Days of Blood and Fire - Katharine Kerr [24]
“It might well, at that. Of course, there’s no reason for you to die with your domain. You could choose birth like your daughter has.”
She spoke casually, barely looking his way.
“I’ve made my choice,” he snapped. “Never shall I go live in the world of blood and muck and pain and mire.”
“Well, then there’s naught I can do about it, is there?”
His hurt that she would sound so indifferent to his death stabbed like a winter wind. For a moment he was tempted to change his mind, just to spite her.
“But I do have to visit it now and again,” he said instead. “I’ve started a few more hares upon this field, and I have to go see how they run.”
“I hope you know what you’re doing.”
He laughed, tossing back his head.
“I hope I do, too, my beloved. I sincerely hope I do. Don’t you trust me?”
“It’s not a question of trust. It’s just that everything’s getting so dreadfully complicated. You seem to have so many schemes afoot.”
“Only the one, to keep Elessario safe once she’s born.”
“But you’ve a fair number of meats simmering in this particular stew. And I worry about Time, my love. It runs so differently here in your world than it does in mine.”
“Why must you always refer to that world as yours? I want you to stay here forever with me.”
She hesitated, but in the end, although he could see longing in her eyes, she shook her head no.
“My place is there, in the world of men, the world of Time.”
“And the world of Death.”
“It is, at that. Some things are beyond changing. But after death comes new birth.”
He tried to speak, but no words came. Whether it was beyond his changing or not, he knew that Time and her daughter Death were beyond his understanding. The knowing gave him doubts. Maybe he didn’t understand the universe as completely as he thought he did, maybe his power was far more limited than he thought it was. With those doubts, a distant city vanished from his lands forever, wiped away like a smear of charcoal from a hearthstone.
Although it seemed to Evandar that a mere hour or two had gone by since he’d seen the Gel da’Thae bard and spoken with Jahdo, ten whole days of Time as we measure it in our world had passed for them.
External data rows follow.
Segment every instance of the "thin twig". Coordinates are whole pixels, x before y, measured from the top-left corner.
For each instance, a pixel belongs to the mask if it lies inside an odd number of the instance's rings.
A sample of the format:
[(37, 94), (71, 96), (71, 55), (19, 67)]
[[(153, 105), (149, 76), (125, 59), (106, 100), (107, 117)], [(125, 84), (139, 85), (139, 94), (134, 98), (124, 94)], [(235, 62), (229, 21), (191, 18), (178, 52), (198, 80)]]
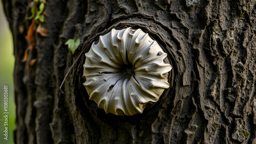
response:
[(80, 56), (81, 56), (81, 55), (83, 53), (83, 52), (84, 52), (84, 50), (86, 50), (85, 47), (83, 47), (83, 49), (82, 50), (82, 52), (80, 53), (79, 55), (78, 55), (78, 57), (76, 58), (76, 60), (75, 61), (75, 62), (73, 63), (72, 66), (69, 68), (69, 71), (67, 73), (67, 74), (65, 75), (65, 77), (64, 77), (64, 79), (63, 79), (62, 82), (61, 83), (61, 84), (60, 85), (60, 87), (59, 87), (59, 90), (61, 92), (62, 94), (64, 94), (64, 92), (61, 90), (61, 87), (62, 87), (63, 83), (64, 83), (64, 81), (65, 81), (66, 78), (68, 76), (68, 75), (69, 75), (69, 73), (70, 72), (70, 71), (71, 71), (71, 69), (72, 69), (73, 67), (74, 67), (74, 65), (75, 65), (75, 64), (76, 63), (77, 60), (80, 58)]

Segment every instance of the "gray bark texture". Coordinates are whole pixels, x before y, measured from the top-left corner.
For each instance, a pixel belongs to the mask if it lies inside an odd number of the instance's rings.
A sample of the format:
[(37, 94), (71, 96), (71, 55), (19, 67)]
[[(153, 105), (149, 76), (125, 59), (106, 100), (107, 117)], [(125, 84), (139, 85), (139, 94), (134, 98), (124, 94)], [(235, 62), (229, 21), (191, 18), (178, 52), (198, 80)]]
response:
[[(30, 2), (2, 2), (14, 44), (17, 143), (256, 143), (255, 1), (47, 1), (48, 36), (35, 33), (25, 63)], [(151, 108), (116, 116), (89, 100), (82, 65), (92, 41), (125, 25), (156, 40), (173, 70)], [(72, 54), (65, 43), (78, 38)]]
They’d been following the stream south, stopping often to rest the horse and mule, since by then they were long out of oats. Although they skirted hills, rising off to the north and east, the river itself seemed headed for lower country. As the river deepened, the banks turned flat and grassy, so that the walking became much easier, even though the forest grew thick and wild to either hand. As Jahdo described the terrain to the bard, Meer remarked that someone must be inhabiting this country, whether they’d seen them or not.
“Trees hug water, lad. Following this river should be a battle, not an easy stroll. Someone cleared this bank, and not so long ago, either, or second growth would have taken it over.”
“Weil, maybe so. I hope they don’t mind us using the road.”
“So do I.”
Thinking about what might happen to them if they ran into hostile natives made Jahdo nervous enough to sharpen his eyes. As the river began turning east, he found himself studying the bank as they walked. Here and there he found brown traces of crumbling horse dung, and the rare hoof-print, too, cut so deeply that the rains hadn’t washed it away.
“Do you think that’s dung from Thavrae’s horses?”
“It sounds too old from the way you describe it,” Meer said. “So it more likely came from horses belonging to the natives. Hum. If they drive stock through here, clearing the bank would make sense.”
“I wonder if they be the same people from the old tales? The ones who helped the ancestors escape.”
“Those were the Children of the Gods,” Meer snapped. “The lore says so.”
“But what would gods want with real horses?”
Meer had to chew over this piece of heresy for a long time before he answered.